Comunque io e David Napolitano pagammo alcune birre con due poesie. Doveva essere alla fine degli anni novanta. Il fatto che non mi ricordi esattamente l’anno e in quale delle occasioni in cui Io e David Napolitano ci siamo trovati a Rimini è indizio che ci si trova davanti, o dentro, all’episodio di una vita e non semplicemente della ricerca di un riconoscimento ufficiale all’interno del mondo delle lettere. Insomma, andammo a Rimini per cercare un editor di una casa editrice considerata al momento cool. Editor il cui nome ci era stato indicato da un comune amico che lavorava nel settore. Andammo al Block 60 per la presentazione di un libro di una giovane scrittrice che a giudicare dalla promozione che l’editore aveva messo in campo forse veniva pensata fenomenale, ma di cui in realtà si perse ogni traccia all’istante. Parlammo con l’editor, lasciammo ciò che dovevamo lasciare, parlammo del nostro lavoro, ma anche di quello degli amici, una vocazione, quella dell’altruismo, decisamente antieconomica in un ecosistema popolato perlopiù da ambiziosi e opportunisti. Lasciammo comunque all’editor una serie di dattiloscritti di tutti gli autori di Ass Cult Press. L’intento era quello di proporre un’antologia. La missione era terminata e dunque cominciò il resto.
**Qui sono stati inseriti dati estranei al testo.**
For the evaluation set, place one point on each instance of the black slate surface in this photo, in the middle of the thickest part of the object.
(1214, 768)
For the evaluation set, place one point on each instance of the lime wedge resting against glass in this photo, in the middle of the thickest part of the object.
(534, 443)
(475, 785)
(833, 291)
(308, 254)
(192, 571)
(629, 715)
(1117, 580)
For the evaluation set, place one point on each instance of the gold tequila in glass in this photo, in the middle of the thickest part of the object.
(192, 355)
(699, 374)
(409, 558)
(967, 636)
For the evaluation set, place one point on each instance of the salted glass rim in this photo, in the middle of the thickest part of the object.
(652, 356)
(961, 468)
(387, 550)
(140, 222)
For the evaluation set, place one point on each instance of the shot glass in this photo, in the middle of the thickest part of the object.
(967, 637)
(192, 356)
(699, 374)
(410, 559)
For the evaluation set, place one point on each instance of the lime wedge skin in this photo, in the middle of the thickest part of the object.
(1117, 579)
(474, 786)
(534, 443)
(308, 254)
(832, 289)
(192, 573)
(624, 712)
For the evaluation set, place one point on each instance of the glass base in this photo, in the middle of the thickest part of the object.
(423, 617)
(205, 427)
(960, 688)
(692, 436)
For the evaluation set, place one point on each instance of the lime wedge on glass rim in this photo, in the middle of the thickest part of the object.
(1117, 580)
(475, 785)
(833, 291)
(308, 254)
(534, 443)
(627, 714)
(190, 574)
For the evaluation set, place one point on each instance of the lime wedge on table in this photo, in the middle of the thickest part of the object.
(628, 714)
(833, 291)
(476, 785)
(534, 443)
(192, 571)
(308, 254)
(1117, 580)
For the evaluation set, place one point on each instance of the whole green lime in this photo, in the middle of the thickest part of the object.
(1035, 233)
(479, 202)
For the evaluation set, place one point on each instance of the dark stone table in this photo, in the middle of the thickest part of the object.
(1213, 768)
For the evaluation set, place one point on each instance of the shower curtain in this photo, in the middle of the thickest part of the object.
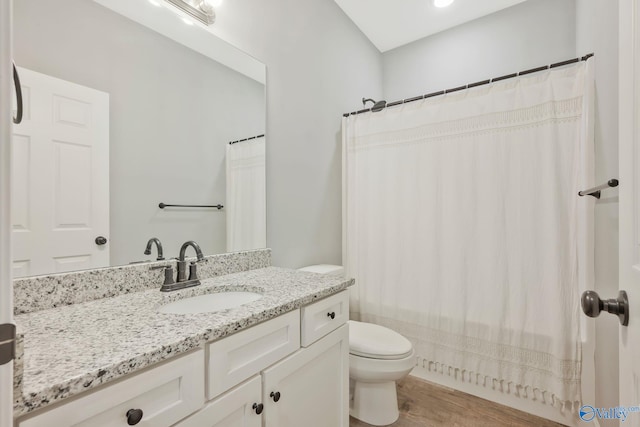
(464, 231)
(246, 195)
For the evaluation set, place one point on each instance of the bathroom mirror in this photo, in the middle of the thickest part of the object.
(177, 96)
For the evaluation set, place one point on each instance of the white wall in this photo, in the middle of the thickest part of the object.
(172, 112)
(597, 31)
(319, 66)
(530, 34)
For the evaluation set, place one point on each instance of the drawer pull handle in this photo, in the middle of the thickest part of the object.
(134, 416)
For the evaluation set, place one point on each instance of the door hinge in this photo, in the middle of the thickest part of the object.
(7, 343)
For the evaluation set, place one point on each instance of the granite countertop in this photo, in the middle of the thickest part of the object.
(72, 349)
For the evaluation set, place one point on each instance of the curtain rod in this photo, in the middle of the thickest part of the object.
(246, 139)
(480, 83)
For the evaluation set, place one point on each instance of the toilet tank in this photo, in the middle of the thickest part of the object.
(333, 270)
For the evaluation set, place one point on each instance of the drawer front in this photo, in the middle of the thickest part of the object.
(234, 408)
(165, 394)
(240, 356)
(322, 317)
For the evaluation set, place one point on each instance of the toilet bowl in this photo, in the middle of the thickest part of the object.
(378, 357)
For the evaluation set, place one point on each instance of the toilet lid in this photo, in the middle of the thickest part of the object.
(377, 342)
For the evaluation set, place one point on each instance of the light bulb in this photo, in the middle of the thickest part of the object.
(442, 3)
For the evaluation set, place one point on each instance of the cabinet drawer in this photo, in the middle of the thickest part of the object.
(322, 317)
(240, 356)
(165, 394)
(233, 408)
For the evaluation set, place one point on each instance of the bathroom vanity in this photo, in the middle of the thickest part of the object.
(281, 360)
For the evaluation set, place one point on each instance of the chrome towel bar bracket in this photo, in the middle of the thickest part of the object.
(595, 191)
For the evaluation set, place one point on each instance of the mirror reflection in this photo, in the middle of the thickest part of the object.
(118, 119)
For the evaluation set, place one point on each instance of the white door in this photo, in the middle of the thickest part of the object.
(6, 294)
(629, 234)
(60, 177)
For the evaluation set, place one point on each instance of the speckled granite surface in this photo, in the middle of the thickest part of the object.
(57, 290)
(71, 349)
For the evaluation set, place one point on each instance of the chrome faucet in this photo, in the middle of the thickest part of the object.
(155, 240)
(182, 264)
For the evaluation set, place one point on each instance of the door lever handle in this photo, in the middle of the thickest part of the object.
(592, 305)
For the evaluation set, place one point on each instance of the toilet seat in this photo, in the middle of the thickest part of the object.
(377, 342)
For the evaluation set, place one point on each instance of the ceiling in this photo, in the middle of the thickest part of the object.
(393, 23)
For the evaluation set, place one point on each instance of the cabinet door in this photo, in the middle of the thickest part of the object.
(162, 395)
(312, 384)
(233, 409)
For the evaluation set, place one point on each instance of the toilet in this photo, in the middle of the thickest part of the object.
(378, 357)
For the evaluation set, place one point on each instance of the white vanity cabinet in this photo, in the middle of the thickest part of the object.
(307, 388)
(239, 407)
(259, 377)
(162, 396)
(311, 386)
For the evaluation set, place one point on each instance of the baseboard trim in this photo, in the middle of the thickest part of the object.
(502, 398)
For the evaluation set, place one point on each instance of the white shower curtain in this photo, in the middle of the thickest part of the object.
(246, 195)
(465, 233)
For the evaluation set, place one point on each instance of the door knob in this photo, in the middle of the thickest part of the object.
(134, 416)
(592, 305)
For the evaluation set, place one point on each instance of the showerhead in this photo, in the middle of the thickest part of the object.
(377, 106)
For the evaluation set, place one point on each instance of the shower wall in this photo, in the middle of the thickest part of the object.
(521, 37)
(524, 36)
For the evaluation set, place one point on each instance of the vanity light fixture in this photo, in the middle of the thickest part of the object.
(442, 3)
(202, 10)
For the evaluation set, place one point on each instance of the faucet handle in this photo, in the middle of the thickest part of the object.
(193, 272)
(168, 275)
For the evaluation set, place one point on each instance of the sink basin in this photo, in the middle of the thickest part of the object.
(209, 303)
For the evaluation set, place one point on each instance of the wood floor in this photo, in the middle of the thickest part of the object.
(423, 404)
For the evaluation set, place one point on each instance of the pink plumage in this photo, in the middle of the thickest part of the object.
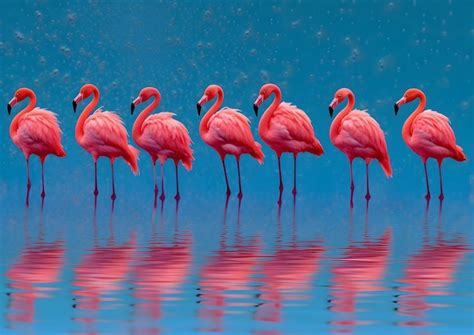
(429, 134)
(161, 136)
(357, 134)
(35, 131)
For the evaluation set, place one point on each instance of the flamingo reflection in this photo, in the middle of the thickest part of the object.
(358, 273)
(227, 275)
(101, 273)
(287, 273)
(160, 270)
(429, 272)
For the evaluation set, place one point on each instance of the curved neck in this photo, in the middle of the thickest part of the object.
(204, 126)
(264, 124)
(16, 120)
(407, 126)
(137, 126)
(85, 113)
(335, 126)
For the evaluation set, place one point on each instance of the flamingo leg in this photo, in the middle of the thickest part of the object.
(225, 175)
(294, 174)
(114, 195)
(367, 194)
(162, 196)
(176, 169)
(239, 195)
(96, 190)
(441, 194)
(279, 173)
(352, 184)
(428, 194)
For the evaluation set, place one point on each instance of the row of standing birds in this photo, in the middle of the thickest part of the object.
(283, 127)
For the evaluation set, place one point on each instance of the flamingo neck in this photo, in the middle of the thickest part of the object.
(407, 129)
(264, 124)
(204, 126)
(16, 120)
(85, 113)
(137, 130)
(335, 126)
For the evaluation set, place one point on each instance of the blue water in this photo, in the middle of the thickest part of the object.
(396, 266)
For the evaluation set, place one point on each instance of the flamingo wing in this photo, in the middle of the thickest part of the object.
(434, 128)
(360, 130)
(40, 126)
(166, 133)
(106, 129)
(230, 126)
(289, 123)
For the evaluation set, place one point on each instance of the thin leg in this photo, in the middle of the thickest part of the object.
(43, 193)
(28, 181)
(113, 196)
(279, 173)
(238, 173)
(162, 196)
(176, 169)
(367, 194)
(294, 174)
(352, 185)
(428, 194)
(225, 175)
(96, 190)
(441, 194)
La serata si trasformò poi in tutt’altro. Ed il tutt’altro era la nostra vera vocazione. Il tutt’altro da cui discende la letteratura se non vuol essere solo letteratura come scritto nell’epigrafe del primo capitolo di “Primavera Nera” di Henry Miller. What is not in the open street is false, derived, that is to say, literature. Un lungo vagabondare per bar, locali, incontrando persone mai conosciute prima, mai preventivato di conoscere. L’unica sicurezza di quella serata era il biglietto per il treno del mattino.
Gran parte della serata la passammo senza soldi. Incontrando persone di inaspettata generosità, fino a ritornare, a fine serata, in uno dei bar dove eravamo stati quando ancora avevamo della moneta da spendere. Ci avanzavano i biglietti del treno e i soldi per due caffè. Seduti al bancone ordinammo i due caffè e ci mettemmo un po’ di tempo per finirli. La titolare del locale ci chiese se avessimo intenzione di bere altro e noi rispondemmo di sì, ma che i soldi bastavano per i due caffè.
Dietro il bancone c’era un tizio americano, dalla confidenza con cui si muoveva nello spazio si sarebbe detto un amico della titolare, stazionava lì dietro a farsi drinks e a elargire simpatia e quando sentì che non avevamo soldi mise la mano in tasca, ne trasse diecimila lire dell’epoca e, senza neanche chiedere, offrì due birre. Seguirono altre birre che alla fine David si offrì di pagare con due poesie. La transazione andò a buon fine e tutti vissero felici e contenti. Qual’è la morale della storia? Non c’è una morale perché è una cosa successa davvero. C’è però che a far poesia e mutuare strategie promozionali sbagliate si finisce per diventare le strategie per abbandonare la poesia e la vita. Meditate.
Questo però è materiale per altre riflessioni.